Problem-First, Not Technology-First
We start with what you are trying to accomplish. If AI is the right path, we define what that means precisely. If it is not, we tell you that directly.
Data Readiness Before AI Readiness
AI depends entirely on the quality, completeness, and structure of the data underneath it. Most organizations are not as ready as they think. We assess that honestly.
Integration, Not Replacement
AI should augment the analytics environment your organization already has, not bypass it. We design for integration, not disruption.

AI, Advanced Analytics,
or Something Else Entirely?

The questions On Key works through before any AI engagement begins. These determine not just whether AI is appropriate, but which type of AI capability, if any, is actually the right fit for the problem at hand.

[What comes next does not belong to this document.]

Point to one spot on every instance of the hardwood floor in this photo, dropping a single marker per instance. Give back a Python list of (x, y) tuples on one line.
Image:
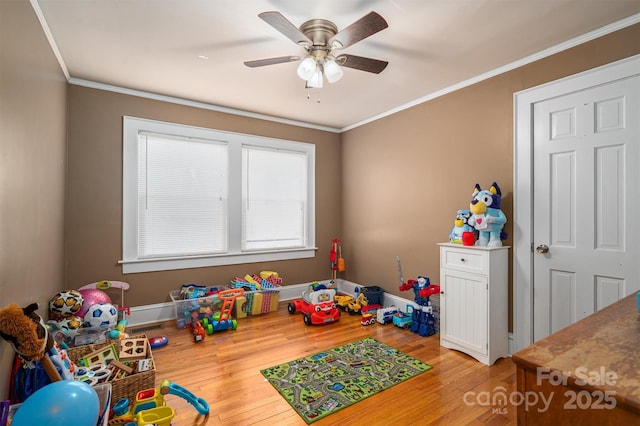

Is this an AI problem or an advanced analytics problem?
Predictive models, statistical analysis, and well-designed dashboards solve a large share of what gets pitched as AI. On Key evaluates the problem first and recommends the simplest approach that actually works, which is frequently not AI.
If AI is appropriate, which type of AI capability fits?
Predictive analytics, LLM-based generation, MCP-enabled agentic workflows, and retrieval-augmented generation each suit different problem types. On Key maps the capability to the problem rather than defaulting to whatever is generating the most market noise.
Is the data ready to support what AI requires?
AI models are only as reliable as the data underneath them. Volume, quality, completeness, labeling, and governance all matter and vary by use case. On Key assesses each dimension honestly against the specific problem being solved.
Which use cases are worth pursuing now versus later?
Not every AI opportunity is equal. On Key evaluates feasibility, data readiness, implementation complexity, and expected business value to identify where to start and where to wait.
How does this connect to the analytics environment you already have?
AI outputs need to surface somewhere useful. On Key designs integration with existing analytics environments, including Qlik's native AI and MCP capabilities, so insights reach the people who need to act on them.
What governance and oversight does this require?
AI outputs carry risk. Without a framework covering model inputs, outputs, lineage, and oversight, organizations cannot validate what the system is doing or defend its conclusions. We build that framework into every engagement from the start.

The AI Landscape,
Without the Hype

When AI is the right answer, On Key helps organizations understand which type of capability fits their problem, and what each one actually requires to succeed.

Predictive Analytics

Statistical and machine learning models that forecast outcomes based on historical patterns. Appropriate when you have clean, structured historical data and a well-defined prediction target. Often the right answer before anything more complex is considered.

LLM Integration

Large language models applied to business problems such as document analysis, structured data extraction, natural language querying of data, and content generation. Success depends heavily on data quality, prompt engineering discipline, and governance of model outputs.

MCP and Agentic Workflows

Model Context Protocol and agentic AI frameworks that enable AI systems to interact with data sources, tools, and analytics environments autonomously. Qlik's native MCP capabilities fall into this category. Requires careful integration design and oversight architecture.

Advanced Analytics

Statistical analysis, segmentation, anomaly detection, and optimization models that do not require AI infrastructure but deliver significant analytical value. Frequently the most practical and defensible solution, and the one that most organizations should pursue before AI.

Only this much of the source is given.